Viset Frida, Helmons Rudy, Kok Manon
Delft Center for Systems and Control, Delft University of Technology, 2628 CD Delft, The Netherlands.
Maritime and Transport Technology, Delft University of Technology, 2628 CD Delft, The Netherlands.
Sensors (Basel). 2022 Apr 7;22(8):2833. doi: 10.3390/s22082833.

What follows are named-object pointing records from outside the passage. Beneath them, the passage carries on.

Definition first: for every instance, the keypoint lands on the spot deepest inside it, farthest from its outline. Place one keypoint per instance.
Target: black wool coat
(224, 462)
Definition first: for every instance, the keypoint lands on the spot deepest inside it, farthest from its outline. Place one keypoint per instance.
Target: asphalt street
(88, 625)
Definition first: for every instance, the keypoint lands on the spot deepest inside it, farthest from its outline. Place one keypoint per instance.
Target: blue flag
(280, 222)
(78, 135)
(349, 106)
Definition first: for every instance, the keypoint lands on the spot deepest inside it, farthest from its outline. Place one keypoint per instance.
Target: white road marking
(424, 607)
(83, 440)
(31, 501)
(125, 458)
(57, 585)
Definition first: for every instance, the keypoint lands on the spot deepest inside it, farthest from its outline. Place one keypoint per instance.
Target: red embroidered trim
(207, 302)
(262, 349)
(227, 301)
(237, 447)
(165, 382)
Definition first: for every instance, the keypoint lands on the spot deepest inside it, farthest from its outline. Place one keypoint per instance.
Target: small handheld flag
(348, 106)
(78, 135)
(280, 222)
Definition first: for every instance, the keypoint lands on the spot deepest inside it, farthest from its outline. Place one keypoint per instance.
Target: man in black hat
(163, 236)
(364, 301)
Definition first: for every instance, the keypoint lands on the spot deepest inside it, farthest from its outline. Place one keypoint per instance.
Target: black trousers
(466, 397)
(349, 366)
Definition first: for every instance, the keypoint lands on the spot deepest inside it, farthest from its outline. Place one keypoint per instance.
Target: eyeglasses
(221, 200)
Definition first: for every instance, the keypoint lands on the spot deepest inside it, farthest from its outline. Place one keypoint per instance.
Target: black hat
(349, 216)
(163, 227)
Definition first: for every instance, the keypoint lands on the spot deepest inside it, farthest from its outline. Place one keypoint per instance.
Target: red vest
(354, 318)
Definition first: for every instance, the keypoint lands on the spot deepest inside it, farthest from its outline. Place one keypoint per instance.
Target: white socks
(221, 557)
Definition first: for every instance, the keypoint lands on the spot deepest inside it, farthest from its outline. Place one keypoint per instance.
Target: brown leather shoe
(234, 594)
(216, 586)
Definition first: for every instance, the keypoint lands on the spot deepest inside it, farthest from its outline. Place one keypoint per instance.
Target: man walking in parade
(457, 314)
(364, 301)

We present a computationally efficient algorithm for using variations in the ambient magnetic field to compensate for position drift in integrated odometry measurements (dead-reckoning estimates) through simultaneous localization and mapping (SLAM). When the magnetic field map is represented with a reduced-rank Gaussian process (GP) using Laplace basis functions defined in a cubical domain, analytic expressions of the gradient of the learned magnetic field become available. An existing approach for magnetic field SLAM with reduced-rank GP regression uses a Rao-Blackwellized particle filter (RBPF). For each incoming measurement, training of the magnetic field map using an RBPF has a computational complexity per time step of O(NpNm2), where Np is the number of particles, and Nm is the number of basis functions used to approximate the Gaussian process. Contrary to the existing particle filter-based approach, we propose applying an extended Kalman filter based on the gradients of our learned magnetic field map for simultaneous localization and mapping. Our proposed algorithm only requires training a single map. It, therefore, has a computational complexity at each time step of O(Nm2). We demonstrate the workings of the extended Kalman filter for magnetic field SLAM on an open-source data set from a foot-mounted sensor and magnetic field measurements collected onboard a model ship in an indoor pool. We observe that the drift compensating abilities of our algorithm are comparable to what has previously been demonstrated for magnetic field SLAM with an RBPF.
我们提出了一种计算效率高的算法,该算法利用环境磁场的变化,通过同时定位与地图构建(SLAM)来补偿集成里程计测量(航位推算估计)中的位置漂移。当使用在立方域中定义的拉普拉斯基函数,用降秩高斯过程(GP)来表示磁场图时,就可以得到所学习磁场梯度的解析表达式。一种现有的基于降秩GP回归的磁场SLAM方法使用了 Rao-Blackwellized 粒子滤波器(RBPF)。对于每次传入的测量,使用RBPF对磁场图进行训练,每个时间步的计算复杂度为O(NpNm2),其中Np是粒子数,Nm是用于近似高斯过程的基函数数。与现有的基于粒子滤波器的方法不同,我们提出基于所学习磁场图的梯度应用扩展卡尔曼滤波器来进行同时定位与地图构建。我们提出的算法只需要训练单个地图。因此,它在每个时间步的计算复杂度为O(Nm2)。我们在一个来自足部安装传感器的开源数据集以及在室内水池中的模型船上收集的磁场测量数据上,展示了用于磁场SLAM的扩展卡尔曼滤波器的工作情况。我们观察到,我们算法的漂移补偿能力与之前使用RBPF进行磁场SLAM所展示的能力相当。